Eines Tages im Jahre 1938 wurde er aus der Zeche geholt: Es liegt die Vermutung nahe, dass dies aus Furcht vor Sabotage durch Kommunisten geschah. Daraufhin mussten wir aus der Grubenwohnung in Roland ausziehen. Wir zogen nach Klinkheide in die Bendstraße 48. Das elterliche Haus in der Rolandstraße heute ist im Bild 1 zu sehen.
Allein der Verdacht der Gefahr der Sabotage genügte, um meinen Vater vor die Wahl zu stellen, als Soldat im Grenzschutz eingesetzt oder in ein Konzentrationslager gebracht zu werden. Er entschied sich für den Grenzschutz und wurde in Horbach eingesetzt. Zur Uniform trug er einen breitkrempigen Hut wie ein Ranger. Er stand in Horbach Wache. Mit meiner Großmutter mütterlicherseits, die in Bleyerheide wohnte, war ich einmal dort. Dort habe ich ihn das letzte Mal gesehen und ihn so in Erinnerung behalten.

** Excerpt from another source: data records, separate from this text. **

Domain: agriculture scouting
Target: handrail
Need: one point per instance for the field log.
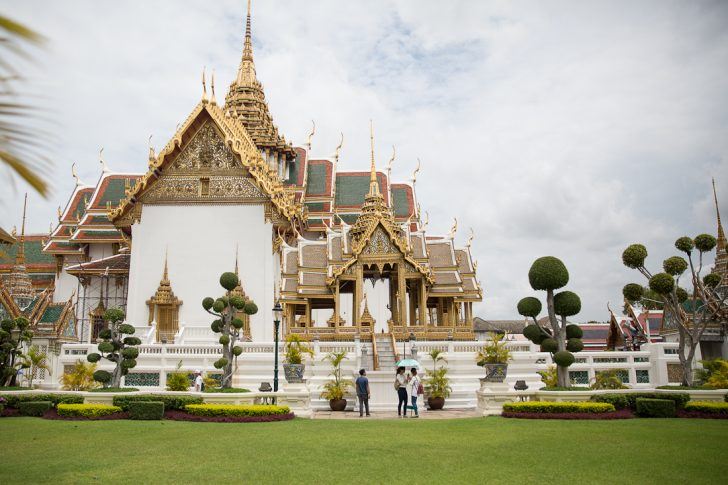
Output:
(375, 356)
(394, 348)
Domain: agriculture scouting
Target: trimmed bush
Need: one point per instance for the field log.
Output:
(707, 407)
(549, 407)
(655, 408)
(34, 408)
(13, 400)
(170, 401)
(214, 410)
(86, 410)
(146, 410)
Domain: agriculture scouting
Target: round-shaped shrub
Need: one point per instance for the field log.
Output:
(548, 273)
(684, 244)
(711, 280)
(529, 307)
(574, 331)
(102, 376)
(567, 303)
(662, 283)
(549, 345)
(207, 303)
(675, 265)
(106, 347)
(705, 242)
(251, 308)
(132, 341)
(564, 358)
(229, 281)
(633, 292)
(634, 256)
(130, 353)
(574, 345)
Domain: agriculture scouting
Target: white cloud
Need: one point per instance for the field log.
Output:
(560, 128)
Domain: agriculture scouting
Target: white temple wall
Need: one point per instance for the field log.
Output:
(200, 241)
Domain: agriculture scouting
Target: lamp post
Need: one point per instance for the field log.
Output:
(277, 312)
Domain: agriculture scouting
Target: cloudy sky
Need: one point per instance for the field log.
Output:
(551, 128)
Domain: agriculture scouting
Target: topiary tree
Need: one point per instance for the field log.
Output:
(14, 333)
(562, 339)
(228, 324)
(689, 311)
(115, 347)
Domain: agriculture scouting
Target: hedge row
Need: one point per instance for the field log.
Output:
(629, 401)
(13, 400)
(557, 407)
(213, 410)
(170, 401)
(86, 410)
(707, 407)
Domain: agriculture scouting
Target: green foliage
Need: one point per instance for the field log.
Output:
(549, 376)
(211, 410)
(675, 265)
(529, 307)
(684, 244)
(34, 408)
(655, 408)
(548, 273)
(549, 345)
(87, 410)
(557, 407)
(296, 347)
(707, 407)
(662, 283)
(495, 351)
(634, 256)
(146, 410)
(229, 281)
(563, 358)
(574, 331)
(704, 243)
(608, 379)
(567, 303)
(81, 378)
(175, 402)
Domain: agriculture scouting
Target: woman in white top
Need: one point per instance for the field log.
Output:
(415, 382)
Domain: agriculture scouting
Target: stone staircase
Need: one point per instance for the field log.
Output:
(385, 352)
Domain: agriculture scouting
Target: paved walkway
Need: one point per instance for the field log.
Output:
(424, 414)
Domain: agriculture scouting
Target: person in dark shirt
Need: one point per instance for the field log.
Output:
(362, 392)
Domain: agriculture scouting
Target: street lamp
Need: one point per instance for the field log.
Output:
(277, 313)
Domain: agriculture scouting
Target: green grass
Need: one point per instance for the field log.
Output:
(479, 450)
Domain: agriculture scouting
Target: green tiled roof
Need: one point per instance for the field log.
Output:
(33, 254)
(316, 182)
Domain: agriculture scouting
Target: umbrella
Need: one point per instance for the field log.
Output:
(408, 363)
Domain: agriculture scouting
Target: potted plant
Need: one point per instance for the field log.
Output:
(494, 358)
(336, 388)
(293, 365)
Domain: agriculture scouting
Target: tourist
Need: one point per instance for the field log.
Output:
(198, 381)
(400, 384)
(362, 392)
(415, 389)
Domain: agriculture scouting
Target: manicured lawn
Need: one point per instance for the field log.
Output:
(492, 450)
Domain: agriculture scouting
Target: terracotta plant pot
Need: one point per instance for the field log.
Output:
(337, 404)
(436, 403)
(294, 372)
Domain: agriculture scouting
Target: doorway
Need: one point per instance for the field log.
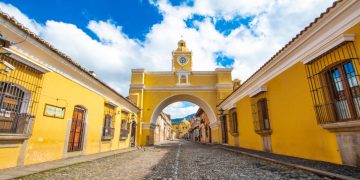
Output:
(133, 134)
(77, 129)
(224, 129)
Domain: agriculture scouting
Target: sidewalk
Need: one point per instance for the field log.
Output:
(331, 170)
(16, 172)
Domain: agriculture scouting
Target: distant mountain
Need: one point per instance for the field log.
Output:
(178, 120)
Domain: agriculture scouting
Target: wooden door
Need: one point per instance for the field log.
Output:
(224, 130)
(77, 130)
(133, 134)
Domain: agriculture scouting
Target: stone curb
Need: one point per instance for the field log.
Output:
(291, 165)
(18, 172)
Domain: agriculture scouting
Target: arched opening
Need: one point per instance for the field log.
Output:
(14, 107)
(199, 125)
(77, 129)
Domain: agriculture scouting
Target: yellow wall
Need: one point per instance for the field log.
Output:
(247, 136)
(48, 138)
(293, 120)
(295, 131)
(9, 156)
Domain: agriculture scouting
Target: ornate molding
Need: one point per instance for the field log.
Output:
(345, 15)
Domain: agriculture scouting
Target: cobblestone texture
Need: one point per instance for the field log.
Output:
(176, 160)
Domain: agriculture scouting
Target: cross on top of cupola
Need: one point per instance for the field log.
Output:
(182, 57)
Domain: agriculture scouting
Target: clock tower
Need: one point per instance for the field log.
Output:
(182, 58)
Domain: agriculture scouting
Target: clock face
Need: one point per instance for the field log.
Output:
(182, 60)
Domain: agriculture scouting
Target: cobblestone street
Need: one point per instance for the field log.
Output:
(176, 160)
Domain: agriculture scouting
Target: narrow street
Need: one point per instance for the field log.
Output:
(176, 160)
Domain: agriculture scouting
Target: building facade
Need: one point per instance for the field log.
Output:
(181, 129)
(163, 129)
(304, 101)
(52, 108)
(203, 127)
(153, 91)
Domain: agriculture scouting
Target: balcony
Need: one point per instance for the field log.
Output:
(108, 133)
(16, 126)
(123, 134)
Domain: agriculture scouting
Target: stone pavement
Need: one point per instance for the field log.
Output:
(16, 172)
(176, 160)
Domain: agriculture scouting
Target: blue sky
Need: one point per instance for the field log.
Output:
(129, 15)
(110, 36)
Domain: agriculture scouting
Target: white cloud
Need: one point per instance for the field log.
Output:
(180, 109)
(31, 24)
(113, 54)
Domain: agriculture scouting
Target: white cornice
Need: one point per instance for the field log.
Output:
(147, 125)
(203, 72)
(173, 72)
(137, 86)
(30, 61)
(224, 86)
(181, 88)
(137, 70)
(223, 69)
(258, 91)
(346, 14)
(338, 40)
(61, 66)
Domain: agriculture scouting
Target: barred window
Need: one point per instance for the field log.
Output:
(108, 129)
(124, 130)
(19, 96)
(263, 114)
(333, 79)
(233, 121)
(260, 112)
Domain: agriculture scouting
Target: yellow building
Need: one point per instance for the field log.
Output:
(181, 128)
(304, 101)
(163, 129)
(153, 91)
(52, 108)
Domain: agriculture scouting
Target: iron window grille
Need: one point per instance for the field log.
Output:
(19, 97)
(108, 129)
(123, 131)
(334, 84)
(261, 120)
(233, 122)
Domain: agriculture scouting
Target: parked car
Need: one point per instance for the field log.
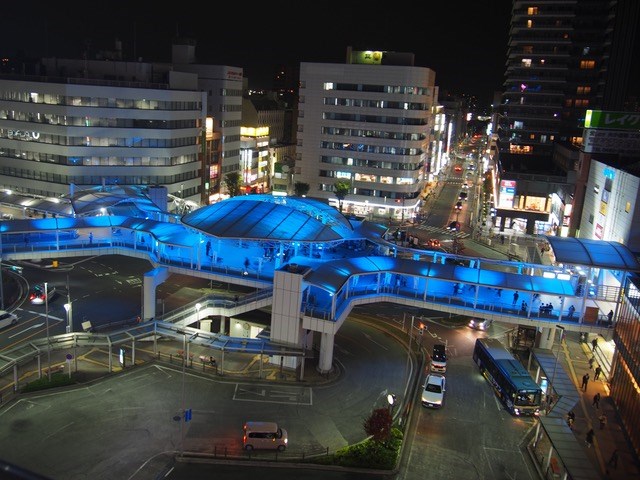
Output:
(438, 358)
(454, 226)
(480, 323)
(433, 391)
(38, 295)
(7, 318)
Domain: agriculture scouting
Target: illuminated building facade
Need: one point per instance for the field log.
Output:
(55, 133)
(368, 123)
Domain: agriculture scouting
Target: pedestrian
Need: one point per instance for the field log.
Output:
(613, 460)
(571, 418)
(603, 420)
(589, 439)
(598, 372)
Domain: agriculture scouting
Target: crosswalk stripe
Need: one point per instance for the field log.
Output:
(432, 229)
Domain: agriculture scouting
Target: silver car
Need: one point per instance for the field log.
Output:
(433, 392)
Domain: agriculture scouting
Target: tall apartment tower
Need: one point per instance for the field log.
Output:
(564, 57)
(367, 122)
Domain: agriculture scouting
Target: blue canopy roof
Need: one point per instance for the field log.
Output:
(267, 217)
(331, 276)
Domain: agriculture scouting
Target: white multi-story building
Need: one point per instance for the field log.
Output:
(369, 123)
(60, 131)
(93, 122)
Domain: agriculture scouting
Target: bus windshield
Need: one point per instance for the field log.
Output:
(511, 381)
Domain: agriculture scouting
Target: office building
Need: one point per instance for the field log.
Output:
(93, 122)
(367, 122)
(564, 57)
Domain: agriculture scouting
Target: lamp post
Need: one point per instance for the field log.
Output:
(46, 310)
(555, 365)
(198, 307)
(67, 308)
(391, 400)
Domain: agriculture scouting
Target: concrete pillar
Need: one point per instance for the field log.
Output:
(531, 225)
(547, 336)
(149, 283)
(205, 325)
(325, 362)
(223, 321)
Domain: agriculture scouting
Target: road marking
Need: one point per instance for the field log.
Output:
(368, 337)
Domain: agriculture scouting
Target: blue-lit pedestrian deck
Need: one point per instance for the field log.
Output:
(338, 275)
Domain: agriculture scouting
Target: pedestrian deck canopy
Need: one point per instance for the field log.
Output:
(266, 217)
(593, 253)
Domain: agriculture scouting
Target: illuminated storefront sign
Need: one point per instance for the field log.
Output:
(507, 193)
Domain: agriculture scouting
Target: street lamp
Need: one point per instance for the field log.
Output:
(46, 310)
(198, 307)
(67, 308)
(391, 400)
(555, 365)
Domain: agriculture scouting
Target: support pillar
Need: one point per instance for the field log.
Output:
(325, 363)
(547, 337)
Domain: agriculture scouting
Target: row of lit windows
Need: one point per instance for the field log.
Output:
(358, 132)
(36, 137)
(362, 162)
(392, 197)
(363, 177)
(102, 102)
(348, 117)
(359, 87)
(580, 103)
(364, 103)
(99, 161)
(49, 177)
(361, 147)
(90, 121)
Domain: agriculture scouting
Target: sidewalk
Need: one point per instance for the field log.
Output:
(612, 436)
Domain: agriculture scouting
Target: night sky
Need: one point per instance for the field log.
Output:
(464, 42)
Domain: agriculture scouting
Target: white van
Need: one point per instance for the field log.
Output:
(264, 435)
(7, 319)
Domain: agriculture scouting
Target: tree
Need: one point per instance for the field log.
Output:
(378, 425)
(300, 189)
(341, 189)
(233, 182)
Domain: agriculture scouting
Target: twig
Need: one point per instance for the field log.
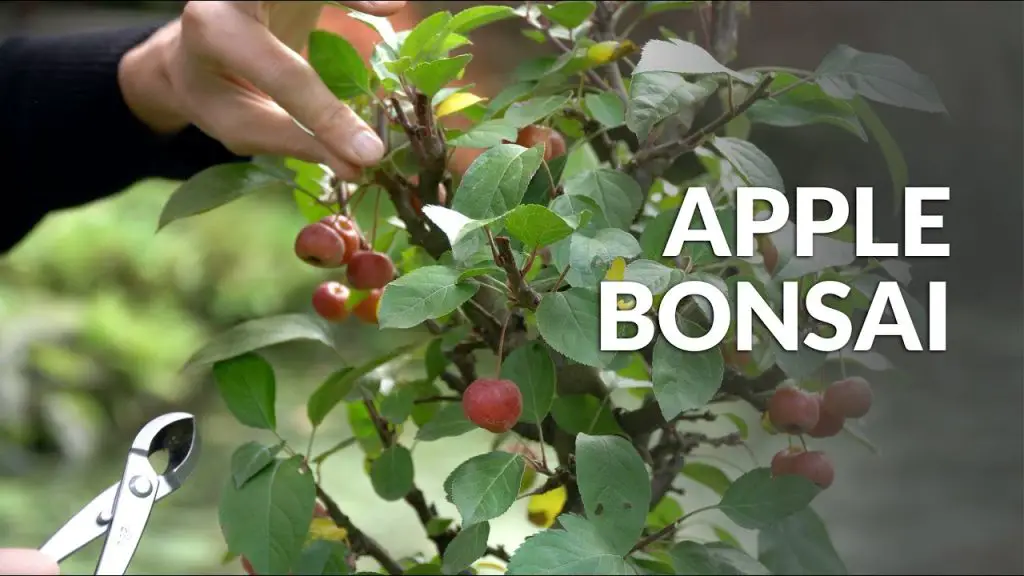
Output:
(361, 543)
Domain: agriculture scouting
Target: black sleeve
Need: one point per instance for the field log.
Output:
(68, 136)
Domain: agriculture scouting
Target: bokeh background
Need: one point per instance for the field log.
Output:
(97, 313)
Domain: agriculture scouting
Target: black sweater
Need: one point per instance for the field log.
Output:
(68, 136)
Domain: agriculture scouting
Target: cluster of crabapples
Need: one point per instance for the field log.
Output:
(795, 411)
(335, 242)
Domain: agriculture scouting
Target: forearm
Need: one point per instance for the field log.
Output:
(68, 135)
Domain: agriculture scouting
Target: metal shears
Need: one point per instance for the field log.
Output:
(122, 510)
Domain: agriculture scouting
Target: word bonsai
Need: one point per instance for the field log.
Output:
(582, 164)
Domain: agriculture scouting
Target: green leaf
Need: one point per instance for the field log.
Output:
(655, 7)
(804, 105)
(339, 65)
(590, 256)
(578, 548)
(256, 334)
(218, 186)
(882, 78)
(685, 380)
(341, 382)
(397, 405)
(656, 95)
(426, 37)
(497, 180)
(890, 149)
(250, 459)
(448, 422)
(468, 545)
(606, 108)
(567, 13)
(568, 322)
(708, 476)
(484, 487)
(423, 294)
(380, 25)
(799, 545)
(431, 76)
(656, 277)
(583, 413)
(666, 511)
(714, 560)
(757, 500)
(739, 423)
(364, 428)
(471, 18)
(753, 165)
(615, 194)
(543, 183)
(530, 367)
(683, 57)
(614, 487)
(248, 386)
(485, 134)
(268, 518)
(529, 112)
(537, 227)
(324, 558)
(391, 474)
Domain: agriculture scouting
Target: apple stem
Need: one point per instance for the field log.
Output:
(501, 344)
(377, 209)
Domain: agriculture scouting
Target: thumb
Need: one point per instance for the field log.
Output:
(27, 561)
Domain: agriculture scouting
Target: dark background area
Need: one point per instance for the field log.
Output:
(944, 495)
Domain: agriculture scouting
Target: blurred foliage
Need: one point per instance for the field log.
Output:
(97, 313)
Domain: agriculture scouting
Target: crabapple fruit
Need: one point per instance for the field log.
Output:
(331, 299)
(554, 144)
(349, 234)
(793, 410)
(367, 309)
(492, 404)
(369, 271)
(828, 424)
(850, 397)
(815, 466)
(321, 245)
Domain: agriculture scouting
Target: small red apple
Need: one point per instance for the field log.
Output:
(367, 309)
(369, 271)
(494, 405)
(851, 398)
(321, 246)
(349, 234)
(331, 299)
(828, 424)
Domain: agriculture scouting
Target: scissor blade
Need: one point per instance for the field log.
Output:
(83, 528)
(136, 494)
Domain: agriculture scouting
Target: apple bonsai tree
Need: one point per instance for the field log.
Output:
(583, 162)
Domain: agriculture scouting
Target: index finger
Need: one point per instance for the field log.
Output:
(376, 8)
(248, 48)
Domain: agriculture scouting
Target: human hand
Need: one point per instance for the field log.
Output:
(27, 562)
(233, 70)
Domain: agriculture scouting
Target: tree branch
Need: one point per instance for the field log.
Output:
(361, 543)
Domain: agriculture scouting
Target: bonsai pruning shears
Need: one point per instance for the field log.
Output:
(122, 510)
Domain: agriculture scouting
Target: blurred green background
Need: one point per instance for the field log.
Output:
(97, 314)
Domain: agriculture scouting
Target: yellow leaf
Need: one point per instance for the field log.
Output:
(457, 101)
(542, 509)
(603, 52)
(616, 272)
(325, 529)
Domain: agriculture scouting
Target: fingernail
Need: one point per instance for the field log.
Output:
(368, 148)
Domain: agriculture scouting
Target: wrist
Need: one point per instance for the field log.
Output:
(145, 84)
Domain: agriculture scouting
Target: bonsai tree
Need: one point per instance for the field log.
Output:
(583, 163)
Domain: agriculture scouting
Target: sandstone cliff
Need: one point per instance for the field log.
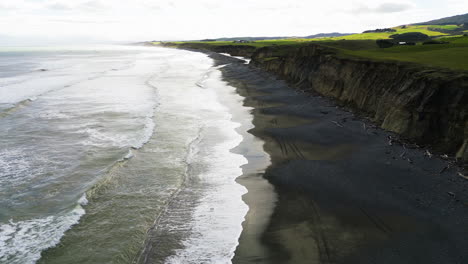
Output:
(428, 106)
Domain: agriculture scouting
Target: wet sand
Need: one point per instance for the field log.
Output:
(347, 192)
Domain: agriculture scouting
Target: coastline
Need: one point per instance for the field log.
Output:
(334, 204)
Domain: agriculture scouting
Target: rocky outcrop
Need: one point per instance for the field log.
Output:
(234, 50)
(428, 106)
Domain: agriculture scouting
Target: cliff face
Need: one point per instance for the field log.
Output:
(424, 105)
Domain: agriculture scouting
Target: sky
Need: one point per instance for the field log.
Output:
(81, 21)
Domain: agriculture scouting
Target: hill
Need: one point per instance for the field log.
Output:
(453, 20)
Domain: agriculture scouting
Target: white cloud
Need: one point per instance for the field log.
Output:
(190, 19)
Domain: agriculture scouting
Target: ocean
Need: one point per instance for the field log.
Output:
(108, 151)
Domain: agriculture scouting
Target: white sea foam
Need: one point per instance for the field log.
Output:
(21, 242)
(216, 222)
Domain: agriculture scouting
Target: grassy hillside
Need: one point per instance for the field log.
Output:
(453, 55)
(460, 19)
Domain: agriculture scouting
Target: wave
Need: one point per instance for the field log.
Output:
(21, 242)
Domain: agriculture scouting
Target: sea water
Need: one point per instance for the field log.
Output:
(106, 152)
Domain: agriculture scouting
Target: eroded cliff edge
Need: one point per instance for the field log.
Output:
(428, 106)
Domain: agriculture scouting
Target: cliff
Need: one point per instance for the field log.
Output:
(427, 106)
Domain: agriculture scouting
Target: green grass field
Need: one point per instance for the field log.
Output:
(452, 56)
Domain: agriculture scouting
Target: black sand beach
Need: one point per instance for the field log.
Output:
(347, 191)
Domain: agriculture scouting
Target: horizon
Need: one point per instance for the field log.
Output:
(58, 22)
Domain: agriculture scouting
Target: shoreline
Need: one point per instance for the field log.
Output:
(335, 205)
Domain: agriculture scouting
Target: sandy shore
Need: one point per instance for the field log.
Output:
(347, 191)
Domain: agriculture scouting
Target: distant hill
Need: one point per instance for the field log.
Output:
(244, 38)
(321, 35)
(454, 20)
(329, 35)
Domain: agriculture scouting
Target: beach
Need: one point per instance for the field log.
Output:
(157, 155)
(347, 191)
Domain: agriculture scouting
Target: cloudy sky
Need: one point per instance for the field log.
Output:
(138, 20)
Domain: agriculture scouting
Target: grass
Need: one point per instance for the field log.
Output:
(452, 56)
(445, 27)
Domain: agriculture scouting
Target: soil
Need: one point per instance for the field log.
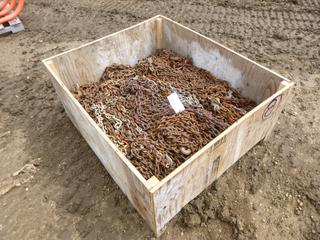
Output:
(52, 185)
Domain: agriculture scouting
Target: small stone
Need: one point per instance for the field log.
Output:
(297, 212)
(193, 220)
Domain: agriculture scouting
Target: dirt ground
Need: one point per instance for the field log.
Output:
(63, 192)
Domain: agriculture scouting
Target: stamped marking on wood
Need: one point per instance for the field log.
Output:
(215, 167)
(220, 141)
(272, 106)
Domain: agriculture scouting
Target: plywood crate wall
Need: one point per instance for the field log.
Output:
(159, 201)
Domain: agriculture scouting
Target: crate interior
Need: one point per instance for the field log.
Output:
(87, 63)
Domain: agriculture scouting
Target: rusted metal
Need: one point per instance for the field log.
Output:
(130, 105)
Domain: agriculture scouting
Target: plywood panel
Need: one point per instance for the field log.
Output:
(131, 182)
(87, 63)
(191, 178)
(251, 79)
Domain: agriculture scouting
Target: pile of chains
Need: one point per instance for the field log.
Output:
(130, 105)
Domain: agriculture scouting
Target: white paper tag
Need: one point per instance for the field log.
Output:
(175, 102)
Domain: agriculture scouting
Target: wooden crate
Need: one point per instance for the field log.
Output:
(159, 201)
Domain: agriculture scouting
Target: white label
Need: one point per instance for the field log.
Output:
(175, 102)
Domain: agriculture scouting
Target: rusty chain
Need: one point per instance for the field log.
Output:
(130, 105)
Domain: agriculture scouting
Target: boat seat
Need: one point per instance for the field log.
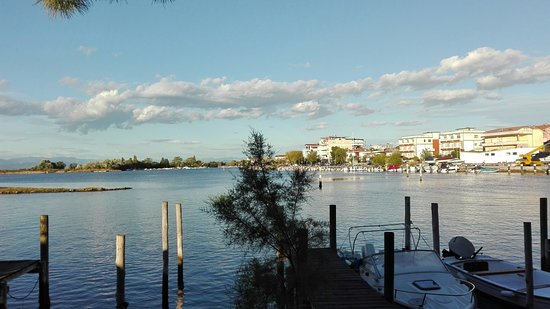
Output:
(476, 266)
(368, 249)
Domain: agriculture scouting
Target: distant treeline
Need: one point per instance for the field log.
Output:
(131, 164)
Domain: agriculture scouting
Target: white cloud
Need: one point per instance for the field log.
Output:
(86, 50)
(318, 126)
(449, 97)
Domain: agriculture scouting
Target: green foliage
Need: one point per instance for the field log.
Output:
(256, 284)
(378, 160)
(294, 156)
(455, 153)
(312, 157)
(395, 158)
(262, 212)
(338, 155)
(426, 154)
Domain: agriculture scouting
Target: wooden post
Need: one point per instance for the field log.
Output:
(120, 271)
(332, 227)
(3, 295)
(43, 277)
(407, 223)
(543, 232)
(435, 227)
(389, 266)
(528, 264)
(165, 254)
(179, 240)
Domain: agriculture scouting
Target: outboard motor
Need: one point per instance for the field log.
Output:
(462, 248)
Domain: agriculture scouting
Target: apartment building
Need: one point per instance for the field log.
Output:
(413, 146)
(325, 145)
(463, 139)
(516, 137)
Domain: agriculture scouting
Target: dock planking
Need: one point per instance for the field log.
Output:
(332, 284)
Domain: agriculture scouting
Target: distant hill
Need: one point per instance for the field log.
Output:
(28, 162)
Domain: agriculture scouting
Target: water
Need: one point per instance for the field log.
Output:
(489, 209)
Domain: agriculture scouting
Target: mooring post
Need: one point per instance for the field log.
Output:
(543, 232)
(407, 223)
(435, 227)
(332, 227)
(120, 271)
(179, 240)
(528, 264)
(43, 277)
(165, 254)
(388, 266)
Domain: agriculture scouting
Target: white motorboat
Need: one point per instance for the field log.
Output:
(498, 278)
(421, 280)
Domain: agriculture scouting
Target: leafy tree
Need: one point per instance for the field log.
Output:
(426, 154)
(67, 8)
(379, 159)
(338, 155)
(455, 153)
(262, 212)
(312, 157)
(395, 158)
(294, 157)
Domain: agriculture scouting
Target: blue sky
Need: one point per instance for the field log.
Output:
(193, 77)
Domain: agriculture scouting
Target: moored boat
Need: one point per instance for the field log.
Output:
(497, 278)
(421, 280)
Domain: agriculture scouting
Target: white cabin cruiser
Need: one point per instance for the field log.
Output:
(421, 280)
(501, 279)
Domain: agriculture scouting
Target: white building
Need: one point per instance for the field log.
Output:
(325, 145)
(463, 139)
(413, 146)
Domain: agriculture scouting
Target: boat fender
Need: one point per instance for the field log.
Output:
(506, 293)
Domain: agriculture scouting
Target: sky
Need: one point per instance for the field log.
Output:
(195, 77)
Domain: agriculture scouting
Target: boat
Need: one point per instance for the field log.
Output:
(421, 280)
(495, 277)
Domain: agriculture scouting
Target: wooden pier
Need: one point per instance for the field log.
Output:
(339, 286)
(10, 270)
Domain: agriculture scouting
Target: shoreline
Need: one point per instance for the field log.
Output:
(33, 190)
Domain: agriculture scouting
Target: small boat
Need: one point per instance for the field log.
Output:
(421, 280)
(498, 278)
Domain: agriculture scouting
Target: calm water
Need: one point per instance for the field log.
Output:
(489, 209)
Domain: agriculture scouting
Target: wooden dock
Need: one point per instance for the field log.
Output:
(335, 285)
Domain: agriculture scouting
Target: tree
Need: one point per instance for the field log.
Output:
(262, 212)
(426, 154)
(294, 156)
(67, 8)
(395, 158)
(379, 159)
(338, 155)
(312, 157)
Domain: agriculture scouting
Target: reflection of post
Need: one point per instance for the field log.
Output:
(528, 264)
(435, 226)
(165, 254)
(120, 271)
(407, 223)
(389, 260)
(43, 277)
(179, 240)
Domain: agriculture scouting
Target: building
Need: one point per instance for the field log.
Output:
(414, 145)
(463, 139)
(324, 147)
(516, 137)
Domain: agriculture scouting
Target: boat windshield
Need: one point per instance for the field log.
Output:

Mein Vater wurde schließlich einberufen und kam 1940 nach Frankreich (Bild 2). In Rouen wurde er verwundet: Aus dem Gebüsch heraus wurde von einem Panzer auf die deutschen Soldaten geschossen – gezielt auf die Beine. Die Verletzten kamen nach Lille ins Lazarett. Dort ist er auch verstorben, er hat das Lazarett gar nicht mehr verlassen. In Lille wurde er auch beerdigt.
Später legten die Amerikaner Soldatenfriedhöfe an und betteten ihn um nach Champigny St. André in der Nähe von Évreux in der Normandie. Das Bild Nr. 3 am Ende des Textes zeigt diese deutsche Kriegsgräberstätte, 25 Kilometer südöstlich der Stadt Évreux. Der Friedhof wurde im August 1944 von den Amerikanern angelegt. In zwei großen Gräberfeldern wurden damals amerikanische sowie auch deutsche Soldaten bestattet [27.09.2023] (1).
Als mein Vater gefallen war, wollte meine Mutter als Deutsche nach Holland umziehen. Die Politik ließ das nicht zu, weil sie die deutsche Staatsangehörigkeit hatte. 1944 kamen die Amerikaner ins Spiel: Da der Ehemann verstorben war, erhielt meine Mutter automatisch die holländische Staatsangehörigkeit zurück. Damit ergaben sich während wie auch unmittelbar nach dem Krieg Probleme: Vor Kriegsende durfte sie nicht zurück nach Holland, da Hitler die Ausreise verboten hatte; nach dem Krieg durfte sie nicht nach Holland einreisen, da sie für eine Deutsche gehalten wurde: Meine Mutter wollte aber mit mir nach Bleyerheide zu meinen Großeltern ziehen. Da alle anderen Grenzübergänge gesperrt waren, mussten wir nach Vaals fahren. Am Zoll wurden wir aufgehalten, weil man meine Mutter für eine Deutsche hielt. Da meine Mutter sich nicht ausweisen konnte und damit ihre mündlichen Angaben zur Nationalität nicht bestätigt wurden, wurde in Aachen bei der Hauptkommandantur nachgefragt. Der Kommandant kam persönlich in einem amerikanischen Wagen, auf dessen Trittbrettern vier mit Maschinengewehren bewaffnete Soldaten standen, zur Zollstation. Nachdem meine Mutter die Zusammenhänge erklärt hatte, befahl der Kommandant die Einreise. Während der Möbelspediteur Scholtes aus Bleyerheide mit seinem Fuhrwerk den Möbeltransport übernahm und die Möbel zu den Großeltern in Holland brachte, kamen meine Mutter und ich für etwa zwei bis drei Monate in ein Internierungscamp in Vught bei Hertogenbosch.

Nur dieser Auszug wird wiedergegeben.